Margot Adler's sociological study Drawing Down the Moon: Witches, Druids, Goddess-Worshippers, and Other Pagans in America Today was first published in 1979, shortly after the first incarnation of Green Egg ceased. (Adler's work was revised and updated in 1986, 1996, and 2006.) Adler used Green Egg as one of the main ways of distributing her survey, and received hundreds of responses from its readers. Drawing Down the Moon repeatedly refers to Green Egg as formative in modern American Paganism. "It took a catalyst to create a sense of collectivity around the word Pagan, and in the United States the Church of All Worlds and its Green Egg filled this role." The magazine created a communication network (in pre-internet days) among the many earth religions that were coming into being. Adler was impressed by the "free-ranging and diverse" views found in its pages, commenting that, "There was less common ground assumed in Green Egg than in any other publication I had ever seen." It was highly synergistic, bringing together hundreds of groups and ideas for debate in print, covering subjects relating to "ecology, ethics, tribalism, magic, science fiction, and the relationship of human beings to the planet". Adler reports that some Pagans told her in the late 1970s that they were glad of its demise, because there would be less bickering between various factions. She, however, judged it "key to the movement's vitality".

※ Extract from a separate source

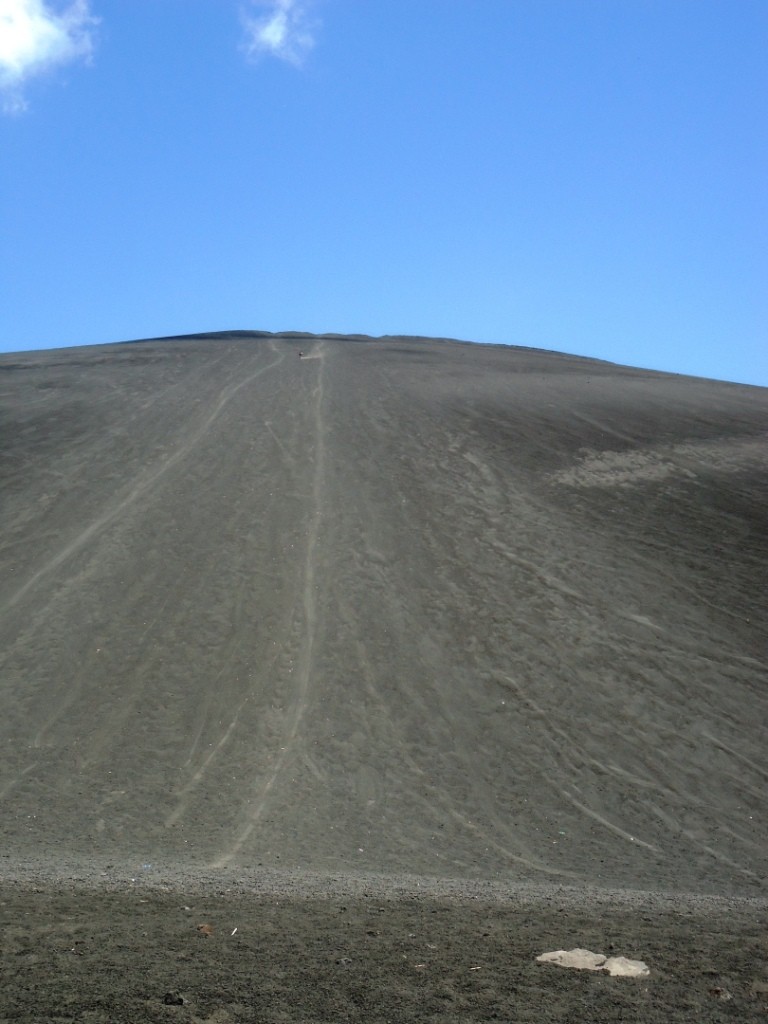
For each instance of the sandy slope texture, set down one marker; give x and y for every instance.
(399, 606)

==Later versions, 1988 onwards==
Rosemary Ellen Guiley states in The Encyclopedia of Witches, Witchcraft and Wicca that it was Zell's two wives, Morning Glory Zell and Diane Darling, who revived Green Egg at Beltane 1988. Morning Glory is credited with coining the term "polyamory", in an essay in Green Egg entitled "A Bouquet of Lovers". Once more it took its place as "a leading Pagan journal", according to Adler. Eventually Darling left, Zell-Ravenheart was ousted, and the magazine—thriving until 2001—folded again.

In March 2007, Green Egg was restarted as an ezine, available online at greeneggemagazine.com. In 2008, an anthology of art and articles was published, entitled Green Egg Omelette. In 2013, Green Egg announced a print on demand service, and was digitising its back catalog.

Oberon (formerly Otter) and Morning Glory Zell were the subjects of the book The Wizard and the Witch: Seven Decades of Counterculture, Magick & Paganism (2014), which includes a fuller story of Green Egg and the Church of All Worlds.

In spring 2020, Church of All Worlds resume online publication of Green Egg Magazine under the direction of Rev. Alder Moonoak.